PracticalDermatology

He needs no introduction, but…

R. Rox Anderson, MD, currently the Lancer Endowed Chair in Dermatology at Massachusetts General Hospital in Boston, is named on more than 80 patents, and the laser and light technologies he helped develop have changed the way vascular malformations, tattoo regret, unwanted hair, excess pockets of fat, and more conditions are treated in practice. Dr. Anderson also co-founded several companies including Cytrellis, Follica, Olivo Labs, R2 Dermatology, Seven Oaks Biosystems, and Seventh Sense Biosystems. He’s a legend in dermatology and recently talked to Practical Dermatology® magazine.

You were recently inducted into the National Inventors Hall of Fame, how did it feel?

Rox Anderson, MD: It was a surprise, in part, because I don’t think of myself as an inventor. These kinds of awards are great to get, but I always tell myself they are not for me, but to inspire young people. [The induction] was a wonderful event and the only time I visited the United States Patent and Trademark Office when it hasn’t been to argue.

What motivates you to roll up your sleeves?

Dr. Anderson: I care a lot about children, which is why I started on port wine stains, vascular malformations, and pigmented lesions.

Do you any favorites among your inventions?

Dr. Anderson: Inventing things and getting them to work is a lot like having children. There are no two alike, and you love them all. I prefer therapeutic inventions where you directly help someone.

Selective photothermolysis or the concept of using lasers and pulses of light as a means of selectively targeting microscopic things inside the skin—boy did that invention have legs! Selective photothermolysis led to tattoo removal, laser hair removal, and treating vascular malformations and rosacea. It also has a role to play in early-stage glaucoma. Intense pulsed light (IPL) therapy flowed from this work too. (Dr. Anderson developed selective photothermolysis with John Parrish, MD, and then worked with Candela to produce the first commercialized pulsed-dye laser.)

I am also very enamored of the use of cold, which paved the way for CoolSculpting or cryolipolysis. My background in physics makes me enjoy energy or heat exchange and electrical fields of a physical nature.

What may be the next big thing?

Dr. Anderson: Cryolipolysis with injectable ice slurries or the injection of sterile ice into the body is evolving, and a couple of companies have started to go after it for different medical applications. I am excited about what we can do with ice slurries. It may even help treat some cases of sleep apnea.

What inventions didn’t make the cut over the years?

Dr. Anderson: I am an incurable optimist, but not everything we try works. We tried to make removable tattoos 15 years ago. There are hundreds of different inks, and the chemical composition of inks is not controlled by the FDA. People with no medical training are tattooing millions with potentially allergic or carcinogenic ink and bad art. There is a lot of tattoo regret, and we don’t have great ability to remove tattoos. We succeed 75-80% of the time. If the FDA did regulate tattoos and they were made of safe materials, sterile, well tolerated by the skin, and could be removed, it would be a game-changer.
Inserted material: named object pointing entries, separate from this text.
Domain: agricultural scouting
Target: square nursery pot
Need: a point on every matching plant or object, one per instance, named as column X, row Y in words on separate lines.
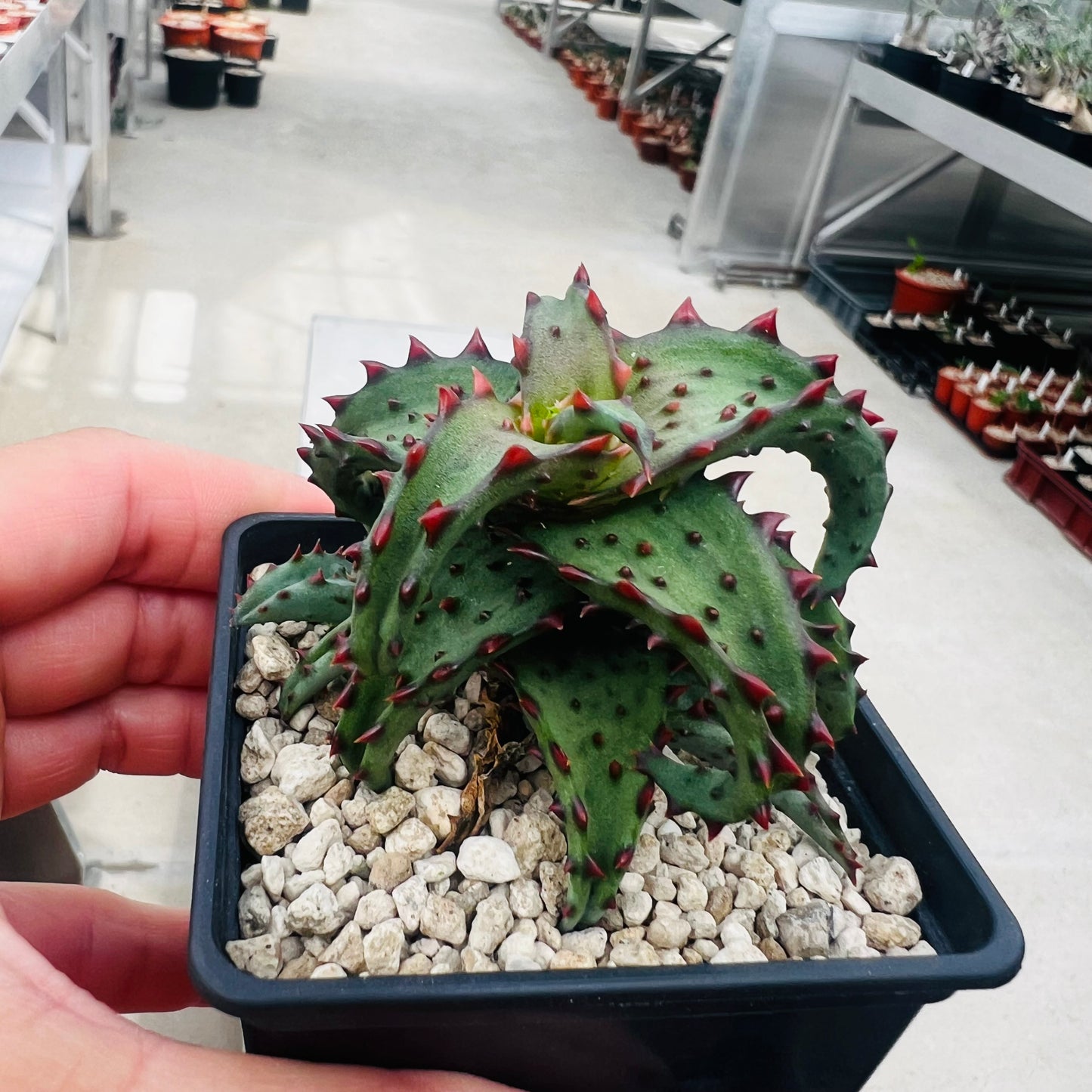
column 815, row 1027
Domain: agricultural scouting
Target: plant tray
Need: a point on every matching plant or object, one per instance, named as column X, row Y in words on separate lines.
column 794, row 1027
column 1063, row 503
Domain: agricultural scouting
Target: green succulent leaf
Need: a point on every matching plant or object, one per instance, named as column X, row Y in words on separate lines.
column 314, row 588
column 594, row 702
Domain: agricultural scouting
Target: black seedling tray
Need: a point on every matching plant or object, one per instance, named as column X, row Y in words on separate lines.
column 814, row 1027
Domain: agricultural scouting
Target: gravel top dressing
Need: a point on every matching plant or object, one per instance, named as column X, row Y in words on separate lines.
column 461, row 865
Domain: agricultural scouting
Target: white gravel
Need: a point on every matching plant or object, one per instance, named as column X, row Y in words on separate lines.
column 346, row 881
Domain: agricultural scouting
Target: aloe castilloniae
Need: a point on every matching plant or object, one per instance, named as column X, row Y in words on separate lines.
column 505, row 501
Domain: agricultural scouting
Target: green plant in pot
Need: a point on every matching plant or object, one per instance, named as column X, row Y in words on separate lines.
column 547, row 520
column 922, row 289
column 908, row 54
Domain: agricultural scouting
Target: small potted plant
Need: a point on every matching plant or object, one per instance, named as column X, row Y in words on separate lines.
column 976, row 57
column 908, row 54
column 925, row 289
column 534, row 543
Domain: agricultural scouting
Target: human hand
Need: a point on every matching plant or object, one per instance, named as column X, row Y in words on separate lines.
column 110, row 554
It failed because we ended up coming up with a really expensive tattoo ink in 2008 during the economic recession. I still love the idea of a safe removable tattoo. What I learned from this is that when you come up with an idea make sure you understand the ecosystem that the invention has to fit into. The cost of tattoo ink is less than $10.00. Removable ink that costs $300 is not tolerated.

What else can we expect to see out of your lab?
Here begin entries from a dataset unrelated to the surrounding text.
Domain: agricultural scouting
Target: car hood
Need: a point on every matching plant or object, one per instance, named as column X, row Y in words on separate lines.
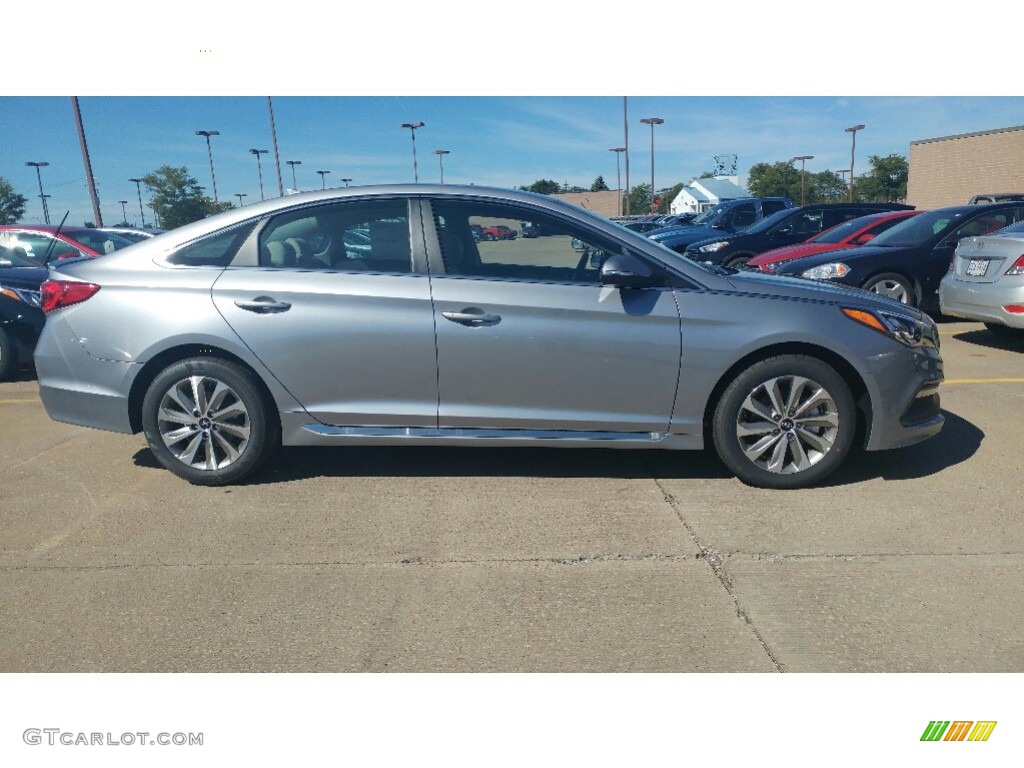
column 795, row 252
column 849, row 254
column 30, row 278
column 799, row 288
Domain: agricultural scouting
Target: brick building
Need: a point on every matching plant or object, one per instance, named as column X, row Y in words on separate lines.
column 949, row 170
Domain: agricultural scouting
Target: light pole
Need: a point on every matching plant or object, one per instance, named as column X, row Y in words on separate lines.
column 853, row 148
column 802, row 159
column 259, row 169
column 619, row 174
column 440, row 159
column 293, row 163
column 46, row 208
column 651, row 122
column 209, row 152
column 412, row 127
column 138, row 188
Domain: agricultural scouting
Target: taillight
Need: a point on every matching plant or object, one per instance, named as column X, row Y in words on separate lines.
column 56, row 293
column 1018, row 267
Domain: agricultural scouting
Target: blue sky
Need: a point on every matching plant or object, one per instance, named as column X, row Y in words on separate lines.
column 542, row 99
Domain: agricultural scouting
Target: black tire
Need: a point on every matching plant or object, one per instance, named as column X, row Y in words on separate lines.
column 792, row 446
column 893, row 286
column 1004, row 332
column 231, row 432
column 8, row 355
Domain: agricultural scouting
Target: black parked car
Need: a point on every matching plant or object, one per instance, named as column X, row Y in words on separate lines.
column 908, row 261
column 783, row 228
column 20, row 315
column 724, row 218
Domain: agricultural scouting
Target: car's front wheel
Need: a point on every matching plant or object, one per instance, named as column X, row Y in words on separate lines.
column 785, row 422
column 207, row 421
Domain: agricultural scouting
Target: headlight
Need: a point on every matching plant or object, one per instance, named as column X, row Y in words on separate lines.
column 19, row 294
column 827, row 271
column 712, row 247
column 904, row 329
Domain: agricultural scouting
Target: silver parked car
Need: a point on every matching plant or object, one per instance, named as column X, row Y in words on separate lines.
column 986, row 282
column 372, row 315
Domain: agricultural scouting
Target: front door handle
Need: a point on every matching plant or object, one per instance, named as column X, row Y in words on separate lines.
column 472, row 316
column 263, row 305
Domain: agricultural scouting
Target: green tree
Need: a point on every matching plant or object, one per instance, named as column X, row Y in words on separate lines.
column 177, row 199
column 776, row 180
column 885, row 182
column 11, row 203
column 544, row 186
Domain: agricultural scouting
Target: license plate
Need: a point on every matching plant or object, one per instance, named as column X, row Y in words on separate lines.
column 977, row 267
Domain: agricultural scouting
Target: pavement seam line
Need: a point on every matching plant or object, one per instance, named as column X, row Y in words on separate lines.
column 717, row 564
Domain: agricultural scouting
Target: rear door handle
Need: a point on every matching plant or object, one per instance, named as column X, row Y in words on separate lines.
column 263, row 305
column 472, row 316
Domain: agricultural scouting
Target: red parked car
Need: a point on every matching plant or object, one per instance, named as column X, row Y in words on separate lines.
column 34, row 241
column 853, row 232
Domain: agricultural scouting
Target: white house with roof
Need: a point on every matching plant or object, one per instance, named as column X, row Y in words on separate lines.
column 701, row 194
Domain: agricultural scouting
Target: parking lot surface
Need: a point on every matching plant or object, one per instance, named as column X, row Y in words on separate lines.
column 414, row 559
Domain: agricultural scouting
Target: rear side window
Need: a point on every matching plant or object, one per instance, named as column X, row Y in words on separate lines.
column 217, row 250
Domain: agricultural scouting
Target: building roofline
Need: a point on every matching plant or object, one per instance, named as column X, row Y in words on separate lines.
column 968, row 135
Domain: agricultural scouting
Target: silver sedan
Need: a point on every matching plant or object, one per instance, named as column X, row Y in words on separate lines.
column 373, row 315
column 986, row 282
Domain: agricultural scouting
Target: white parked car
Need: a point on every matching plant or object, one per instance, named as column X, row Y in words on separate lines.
column 986, row 281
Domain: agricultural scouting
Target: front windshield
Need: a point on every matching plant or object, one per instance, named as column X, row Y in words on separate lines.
column 708, row 216
column 767, row 223
column 840, row 232
column 98, row 241
column 921, row 228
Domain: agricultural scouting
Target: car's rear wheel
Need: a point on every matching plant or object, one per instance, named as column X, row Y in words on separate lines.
column 786, row 422
column 8, row 358
column 892, row 286
column 207, row 421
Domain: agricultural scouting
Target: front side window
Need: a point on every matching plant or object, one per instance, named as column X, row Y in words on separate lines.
column 516, row 244
column 350, row 236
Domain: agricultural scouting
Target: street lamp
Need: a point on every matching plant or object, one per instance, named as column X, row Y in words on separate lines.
column 138, row 188
column 651, row 122
column 802, row 159
column 853, row 147
column 259, row 169
column 440, row 159
column 619, row 174
column 294, row 163
column 46, row 208
column 412, row 127
column 209, row 152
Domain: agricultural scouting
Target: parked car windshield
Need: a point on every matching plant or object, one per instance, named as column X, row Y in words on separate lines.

Dr. Anderson: We are working on ways to treat Neurofibromatosis type 1 (NF1), the most common human genetic disease that causes tumors to form on nerve tissue. A colleague in neurology approached me and said, ‘let’s do something about these tumors that people with NF1 get.’ In dermatology, we don’t do anything for them and in neurology, we don’t do anything either, so we got very motivated to come up with something non-invasive, well tolerated, that inhibits the growth of NF1 tumors before they get large and disfiguring. I am confident that we will be able to change the way we treat patients with NF1.